Somos confrontados com uma lógica que corre ao longo da história 
econômica do século passado. O desenrolar dos acontecimentos sempre 
responde à pressão das taxas de lucro. A crise que vivemos hoje não é 
nova. Não é a primeira crise do sistema financeiro e muitos dizem que 
não será a última.
A seu ver, qual é a principal causa dessa crise mundial?
A
 causa fundamental da crise financeira é a lógica do próprio 
capitalismo, que torna o capital motor da economia. E seu 
desenvolvimento – essencialmente, a acumulação – leva à maximização do 
lucro. Se a financeirização da economia favorece a taxa de lucro e se a 
especulação acelerou o fenômeno, a organização da economia como um todo 
continua dessa forma. Mas um mercado não regulamentado capitalista 
conduz inevitavelmente à crise. E, como indicado no relatório da 
Comissão das Nações Unidas, é uma crise macroeconômica.

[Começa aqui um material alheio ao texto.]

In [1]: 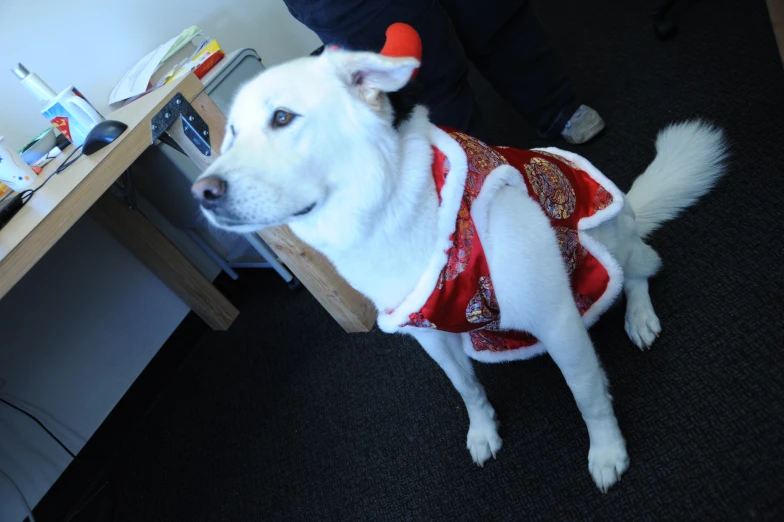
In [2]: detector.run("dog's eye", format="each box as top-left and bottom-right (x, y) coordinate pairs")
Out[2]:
(272, 109), (295, 127)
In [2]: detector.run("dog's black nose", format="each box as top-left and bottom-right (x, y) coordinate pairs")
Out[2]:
(191, 176), (228, 208)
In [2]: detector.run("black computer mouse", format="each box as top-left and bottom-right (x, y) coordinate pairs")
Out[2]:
(82, 120), (128, 156)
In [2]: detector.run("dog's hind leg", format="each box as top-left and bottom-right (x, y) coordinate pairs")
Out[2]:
(588, 203), (661, 350)
(623, 240), (661, 350)
(408, 328), (501, 466)
(480, 187), (629, 491)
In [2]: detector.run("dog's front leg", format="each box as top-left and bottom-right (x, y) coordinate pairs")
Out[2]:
(482, 187), (629, 491)
(408, 328), (501, 466)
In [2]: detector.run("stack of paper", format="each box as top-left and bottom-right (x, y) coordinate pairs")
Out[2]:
(109, 25), (223, 104)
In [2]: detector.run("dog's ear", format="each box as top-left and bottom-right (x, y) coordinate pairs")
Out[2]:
(324, 50), (419, 105)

Um dos graves problemas da humanidade hoje é a fome. Como fica essa questão frente a esse cenário de crise?
A
 crise alimentar tem dois aspectos, um cíclico e um estrutural. O 
primeiro manifestou-se com o aumento dos preços dos alimentos em 2007 e 
2008. Sim, para explicar o fenômeno, houve alguma base eficiente, como 
alguma diminuição fraca em reservas de alimentos, mas a principal razão 
foi de natureza especulativa, em que a produção de agrocombustíveis não 
ficou imune (etanol de milho nos Estados Unidos). Assim, o preço do 
trigo na Chicago Board (Bolsa de Chicago) aumentou para 100%, do milho 
98% e do etanol, 80%. Durante esses anos, uma parte do capital 
especulativo passou de outros setores para investir na produção de 
alimentos, na busca por lucros rápidos e significativos. 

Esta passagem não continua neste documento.